The goal looks like it is just to clean up the string to only-ASCII
characters. Perhaps converting to to base64 or hex would be conceptually
simpler? Like:

  test-genrandom ... |
  perl -pe 's/./hex(ord($&))/sge'

> > I do not quite get the point of this complexity.  You are using
> > exactly the same seed "end" every time, so in the first round you
> > have 1M of SP, letter '1', letter 'S' (from the genrandom), then
> > in the second round you have 1M of SP, letter '1', letter 'S' and
> > letter 'p' (the last two from the genrandom), and go on.  Is it
> > significant for the purpose of your test that the cruft inserted
> > between the repetition of 1M of SP gets longer by one byte but they
> > all share the same prefix (e.g. "1S", "1Sp", "1SpZ", "1SpZT",
> > ... are what you insert between a large run of spaces)?
> 
> The pktline packets have a constant size.

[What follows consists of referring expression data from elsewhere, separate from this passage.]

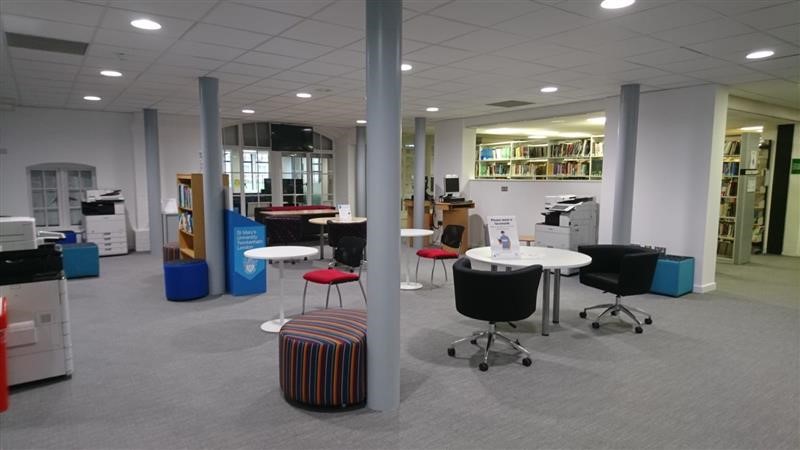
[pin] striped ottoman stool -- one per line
(323, 359)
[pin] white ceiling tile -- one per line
(250, 19)
(57, 10)
(543, 22)
(485, 40)
(291, 47)
(46, 28)
(323, 33)
(190, 10)
(666, 17)
(206, 50)
(433, 29)
(214, 34)
(120, 19)
(345, 57)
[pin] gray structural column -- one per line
(361, 171)
(214, 194)
(419, 176)
(384, 33)
(153, 179)
(628, 124)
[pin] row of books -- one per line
(185, 222)
(185, 196)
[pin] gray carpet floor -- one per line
(720, 370)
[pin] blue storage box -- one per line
(674, 275)
(185, 279)
(80, 260)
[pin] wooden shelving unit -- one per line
(191, 231)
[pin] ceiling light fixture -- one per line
(616, 4)
(760, 54)
(145, 24)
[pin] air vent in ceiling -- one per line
(510, 104)
(46, 44)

If the cruft between 1M of SP 
> has a constant size as well then the generated packets for the test data
> would repeat themselves. That's why I increased the length after every 1M
> of SP.
> 
> However, I realized that this test complexity is not necessary. I'll
> simplify it in the next round.

I was also confused by this, and wondered if other patterns (perhaps
using a single longer genrandom) might be applicable. Simplification (or
explanation in comments about what properties the content _needs_ to
have) would be welcome. :)

-Peff